In computer security, when dealing with classified information, the saying goes that the safest computer is the one that’s unplugged (from the network, and from the wall outlet if you can manage it).  No need to get paranoid here, but the bash bug has the potential to be a Vice-Presidential-level problem:  it affects the whole AlGore-invented Internet, and it’s a Joe Biden-sized big f****ng deal.  We should treat it accordingly.

*Interestingly, Vox’s story on this might actually be the best one, balanced and technically correct.  That’s likely because neither Zack Beauchamp, Max Fisher, or Matthew Yglesias wrote the piece.

[E. Pluribus Unum]

If you are running dd-wrt on your router, your router is OK because it does not use the Bourne shell. It uses BusyBox.

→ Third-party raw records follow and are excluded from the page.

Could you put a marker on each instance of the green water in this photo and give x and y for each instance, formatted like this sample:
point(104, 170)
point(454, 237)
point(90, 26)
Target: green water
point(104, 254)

http://security.stackexchange.com/questions/68255/shellshock-exploit-on-linux-routers-modems

[RightGeek]

bookmark for later

[lifeofgrace]

Got rid of my Cisco running dd-wrt, and now using Apple Time Capsule 802.11ac. Hopefully not a problem.

[Maceman]

bookmark for later

[MikeinMotley]

bm

[redgolum]

For later

[GraceG]

Whew, thanks!

So glad I upgraded my router firmware

[E. Pluribus Unum]

What I don’t understand is how they are just discovering this NOW.

[AnotherUnixGeek]

If you are running dd-wrt on your router, your router is OK because it does not use the Bourne shell. It uses BusyBox.

I thought this bug affected bash, not sh? Or is this a bug that's made it's way into several shells, being misreported by the press?

[E. Pluribus Unum]

I was just parroting that article I linked to.

[E. Pluribus Unum]

I misquoted the article, but the fact remains that dd-wrt uses BusyBox, not bash.